The Protected areas of Portugal (Portuguese: Áreas protegidas de Portugal) are classified under a legal protection statute that allows for the adequate protection and maintenance of biodiversity, while providing services for ecosystem that maintains the natural and geological patrimony.

History

Protected areas are regulated by Decree-Law 142/2008 (24 July 2008), and can be classified by the national authority, or even by public or private institutions. The applicant is analyzed by the Instituto da Conservação da Natureza e das Florestas (Nature and Forest Conservancy Institute), while regional or local classifications can be completed by municipalities or groups of municipalities, under terms of Article 15.

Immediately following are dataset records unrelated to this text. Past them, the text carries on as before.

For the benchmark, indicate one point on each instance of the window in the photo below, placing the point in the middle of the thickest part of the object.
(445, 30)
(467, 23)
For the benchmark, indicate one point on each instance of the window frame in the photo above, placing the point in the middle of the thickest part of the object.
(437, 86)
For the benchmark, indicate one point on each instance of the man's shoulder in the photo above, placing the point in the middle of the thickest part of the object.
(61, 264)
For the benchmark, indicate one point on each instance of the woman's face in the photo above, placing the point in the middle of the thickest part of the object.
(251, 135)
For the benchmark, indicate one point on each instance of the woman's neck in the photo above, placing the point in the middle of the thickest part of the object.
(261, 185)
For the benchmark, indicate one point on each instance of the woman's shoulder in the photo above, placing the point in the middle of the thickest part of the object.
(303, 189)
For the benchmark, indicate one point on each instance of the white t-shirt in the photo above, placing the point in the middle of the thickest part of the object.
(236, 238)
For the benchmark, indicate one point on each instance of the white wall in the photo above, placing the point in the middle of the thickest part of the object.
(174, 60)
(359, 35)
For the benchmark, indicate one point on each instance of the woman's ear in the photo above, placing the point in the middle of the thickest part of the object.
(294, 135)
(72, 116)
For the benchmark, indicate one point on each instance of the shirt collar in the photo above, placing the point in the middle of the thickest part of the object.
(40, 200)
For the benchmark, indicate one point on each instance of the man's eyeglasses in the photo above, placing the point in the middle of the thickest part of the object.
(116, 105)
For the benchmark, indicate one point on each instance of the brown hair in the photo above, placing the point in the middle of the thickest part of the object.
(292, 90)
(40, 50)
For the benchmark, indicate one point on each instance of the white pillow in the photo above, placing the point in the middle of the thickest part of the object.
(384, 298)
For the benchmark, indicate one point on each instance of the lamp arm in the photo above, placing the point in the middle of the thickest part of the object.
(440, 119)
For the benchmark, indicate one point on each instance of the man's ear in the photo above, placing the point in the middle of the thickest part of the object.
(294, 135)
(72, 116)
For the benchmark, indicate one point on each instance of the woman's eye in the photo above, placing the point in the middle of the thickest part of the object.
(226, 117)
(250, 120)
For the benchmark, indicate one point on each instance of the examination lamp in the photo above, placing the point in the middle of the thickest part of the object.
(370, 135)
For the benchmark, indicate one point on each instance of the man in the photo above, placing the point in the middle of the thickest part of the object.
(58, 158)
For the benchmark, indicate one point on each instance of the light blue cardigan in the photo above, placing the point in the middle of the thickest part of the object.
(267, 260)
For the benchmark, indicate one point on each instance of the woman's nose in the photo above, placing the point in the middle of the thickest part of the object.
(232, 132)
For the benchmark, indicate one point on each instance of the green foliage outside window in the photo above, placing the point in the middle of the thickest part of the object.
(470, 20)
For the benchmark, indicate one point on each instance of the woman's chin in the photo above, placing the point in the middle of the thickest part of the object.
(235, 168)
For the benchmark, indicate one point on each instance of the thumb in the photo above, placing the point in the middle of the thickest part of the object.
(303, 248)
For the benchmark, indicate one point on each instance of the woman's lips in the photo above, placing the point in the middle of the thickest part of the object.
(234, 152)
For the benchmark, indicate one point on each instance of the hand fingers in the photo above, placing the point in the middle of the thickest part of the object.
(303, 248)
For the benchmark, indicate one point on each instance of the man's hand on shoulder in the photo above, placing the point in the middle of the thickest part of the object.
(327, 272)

The typical classifications that exists in Portugal are: national park, nature reserve, protected landscapes or natural monuments. Except for the national park designation, local or regional classifications can adopt whichever designation is appropriate, as long as they are accompanied by the "regional" or "local" qualifiers ("regional" when they involve more than one municipality and "local" when they only include one local authority. Decree-Law 142/2008 24 July 2008), also allows for the creation of Áreas Protegidas de estatuto privado (APP) (Private Protected Areas), based on the application of respective property-owners. A proposing candidate is governed by the ICNF, and regulated by ordinance 1181/2009, 7 October 2009. National protected areas (APs) and Private protected areas automatically pertain to the Rede Nacional de Áreas Protegidas (National Network of Protected Areas)); in the case of regional or local APs, their integration within this network are dependent on the evaluation of the national authority.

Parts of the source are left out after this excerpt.